Re: ISS SSTV Project - Computer Breach

Floyd Bixler
 

Clint,  being a retired IT systems Engineer and Developer I’m wondering if he really hacked himself into the ISS system (a dangerous move if he could also hack other ISS systems), or he used some other technique to disrupt the project.  One idea falls to mind with a satellite project I worked on for sending digital data streams to the war fighters in Bosnia.  We actually used a normal satellite (as a test, mind you) that just happened to be in the right place and “bounced” our signal off the satellite without actually using the satellite systems.  We actually hear this a lot when looking for Meteor bounce when, sometimes, we can hear signals bouncing off satellites and not meteors.

 

It would seem to me that if this guy had the right power/antenna system, he could do the same.  It would disrupt the real transmissions with his own and prevent other hams from receiving anything at all or very little.

 

Just a thought, but you probably have a lot more info than I do.  I hope we can figure this out.

 

Floyd Bixler, DA1VF/WD8DUP

 

Sent from Mail for Windows 10

 

From: Clint Bradford via Groups.Io
Sent: Saturday, August 3, 2019 19:37
To: Work-Sat@groups.io
Subject: [Work-Sat] ISS SSTV Project - Computer Breach

 

During the current ISS SSTV project, a Nova Scotia ham intentionally hacked* 
into the ISS' computer that was handling sending the images.

That is correct.

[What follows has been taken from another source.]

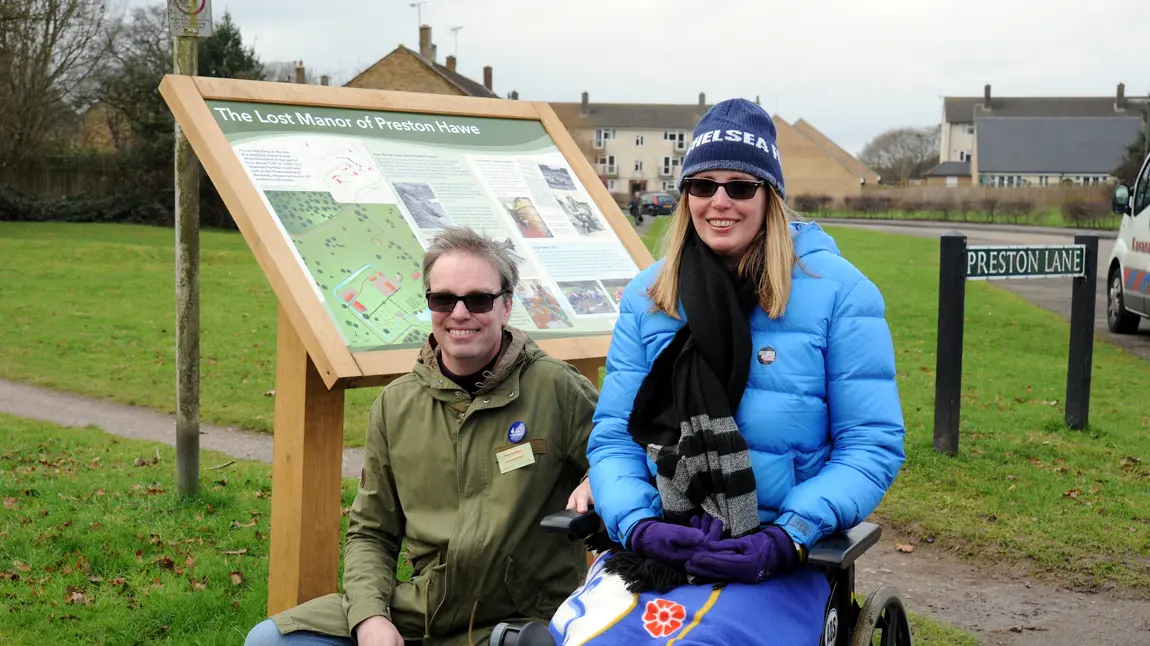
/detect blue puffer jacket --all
[588,223,906,547]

He accessed a foreign government’s computer system - with
the intent to disrupt an official ISS project by sending out his own image(s).

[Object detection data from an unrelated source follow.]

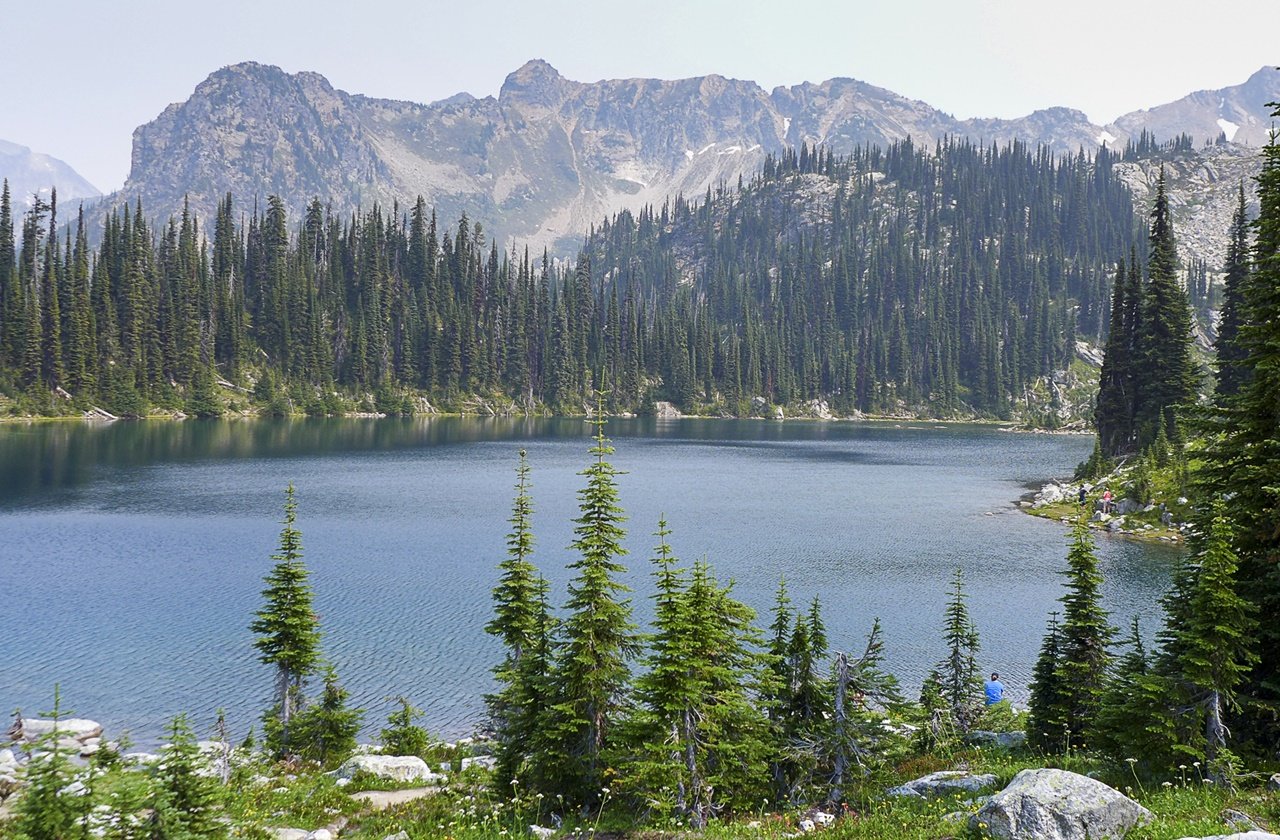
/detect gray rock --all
[884,770,996,799]
[1222,808,1262,831]
[351,788,440,811]
[1116,499,1142,516]
[337,755,444,784]
[268,828,311,840]
[17,717,102,741]
[462,755,498,770]
[1181,831,1280,840]
[969,770,1152,840]
[966,729,1027,749]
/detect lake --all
[0,417,1175,744]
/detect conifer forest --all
[0,55,1280,840]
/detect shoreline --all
[1014,479,1187,545]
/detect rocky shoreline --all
[1018,481,1190,544]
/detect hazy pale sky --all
[0,0,1280,191]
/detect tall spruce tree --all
[148,715,230,840]
[250,484,320,753]
[485,449,547,786]
[1198,106,1280,753]
[1027,612,1070,753]
[1213,182,1249,398]
[292,665,365,767]
[1172,505,1257,784]
[12,685,85,840]
[1135,169,1199,446]
[1057,516,1115,747]
[1093,616,1178,776]
[547,403,639,808]
[626,520,771,828]
[937,569,982,732]
[1093,260,1137,456]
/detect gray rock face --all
[114,60,1280,251]
[337,755,444,784]
[970,770,1152,840]
[1116,142,1262,279]
[965,730,1027,749]
[18,717,102,741]
[1181,831,1280,840]
[0,140,102,215]
[884,770,996,799]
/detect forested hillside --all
[0,141,1140,417]
[588,141,1138,417]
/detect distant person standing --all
[982,671,1005,706]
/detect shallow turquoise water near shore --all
[0,417,1172,744]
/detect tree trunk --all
[1204,689,1228,788]
[685,707,707,831]
[828,653,849,805]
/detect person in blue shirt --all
[983,671,1005,706]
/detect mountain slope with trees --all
[0,141,1139,420]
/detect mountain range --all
[10,60,1280,252]
[0,140,102,211]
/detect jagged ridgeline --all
[586,141,1140,417]
[0,141,1142,417]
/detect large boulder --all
[969,770,1152,840]
[338,755,444,784]
[965,729,1027,749]
[884,770,996,799]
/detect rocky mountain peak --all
[498,59,568,109]
[104,59,1280,252]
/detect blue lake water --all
[0,417,1174,744]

Several other amateur radio operators have written that their reception of
“legitimate” images from the ISS project were interrupted by this unauthorized
activity.

The offending ham has publicly pronounced himself a hero and that his actions 
are an “experiment” worthy of merit and accolades from the amateur radio community. 
He says he is well-within his rights to access the ISS' computer without obtaining 
permission. Heck, a couple AMSAT-NA board candidates have applauded and
endorsed his activity.

Again - someone accessed another's computer without permission, interrupting 
an ongoing project.

SO - What is next, if there are no repercussions to the offender? 

How about keying up on ARISS project frequencies and interrupting an ARISS 
project-in-progress? NASA and the other space agencies involved would shut 
down the ARISS schedule until they are assured that a “cure” to that malicious 
and intentional is “cured” to their satisfaction.

This offending ham’s hacking/breach should be universally condemned.

Clint Bradford K6LCS

* - Some have been irritated that I use the term "hacking," to describe this 
illegal activity. According to California law, U.S. statutes, Canadian cybercrime
statutes, and international treaties, "hacking" is defined as "access to another's
computer without obtaining permission."